The input speech including the voice synthesis sentence to be uttered and the voice quality to be uttered and the voice quality switching information for switching are sequentially read to extract the voice synthesis sentence and the voice quality switching information, and the extracted voice synthesized sentence is based on the voice quality switching information. In a voice synthesis processing device that performs voice synthesis processing and utters with a specified voice quality,
It has voice quality switching history storage means for sequentially storing the extracted voice quality switching information, and the read speech synthesis sentence utters based on the most recently stored voice quality switching information,
The voice switching information includes voice release information for releasing the voice switching information indicating the designated voice quality, when reading the voice quality release information, releases the voice switching information the most recently stored, and later sentences, the most A speech synthesis processing device that utters speech based on previous voice quality switching information stored one time before newly stored latest voice quality switching information .

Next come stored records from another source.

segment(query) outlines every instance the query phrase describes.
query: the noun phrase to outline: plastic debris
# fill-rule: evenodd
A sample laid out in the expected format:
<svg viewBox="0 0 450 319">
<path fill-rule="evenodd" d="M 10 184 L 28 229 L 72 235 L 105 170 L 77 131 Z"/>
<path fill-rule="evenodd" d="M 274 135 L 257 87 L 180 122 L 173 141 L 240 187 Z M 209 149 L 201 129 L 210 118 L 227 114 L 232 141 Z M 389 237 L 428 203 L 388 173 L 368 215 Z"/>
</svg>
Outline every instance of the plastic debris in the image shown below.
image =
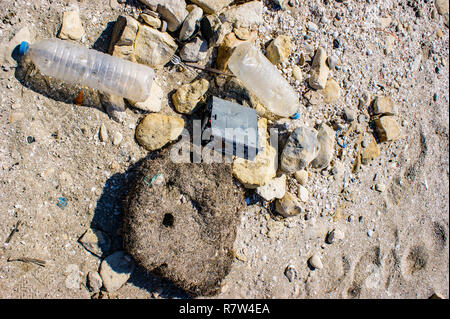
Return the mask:
<svg viewBox="0 0 450 319">
<path fill-rule="evenodd" d="M 222 153 L 253 160 L 259 151 L 256 111 L 215 96 L 211 103 L 211 131 L 225 143 Z"/>
<path fill-rule="evenodd" d="M 339 141 L 338 133 L 339 133 L 340 130 L 341 130 L 341 129 L 338 129 L 338 130 L 336 131 L 336 143 L 337 143 L 340 147 L 346 148 L 347 145 L 348 145 L 348 143 L 346 143 L 344 139 L 342 139 L 342 142 L 343 142 L 342 144 L 341 144 L 341 142 Z"/>
<path fill-rule="evenodd" d="M 162 176 L 161 173 L 156 174 L 152 177 L 152 179 L 149 181 L 147 177 L 144 177 L 144 183 L 147 184 L 148 187 L 152 187 L 153 182 L 159 177 Z"/>
<path fill-rule="evenodd" d="M 58 203 L 56 204 L 56 206 L 58 206 L 61 209 L 64 209 L 67 206 L 67 198 L 65 197 L 59 197 L 58 198 Z"/>
<path fill-rule="evenodd" d="M 150 95 L 155 72 L 148 66 L 59 39 L 46 39 L 30 46 L 25 43 L 22 42 L 19 51 L 30 55 L 44 75 L 137 102 L 147 100 Z"/>
</svg>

The speech synthesis processing device according to claim 1, wherein the voice quality cancellation information includes a line feed code.

The speech synthesis processing device according to claim 1, wherein the voice quality release information includes a punctuation code or a reading code.

The speech synthesis processing device according to claim 1, wherein the voice quality switching information includes a question mark or an exclamation mark.

5. The speech synthesis according to claim 4, wherein when the question mark or the exclamation mark, which is voice quality switching information, is read, the word of the immediately preceding voice synthesis sentence is uttered in the voice quality associated with the voice quality switching information. Processing equipment.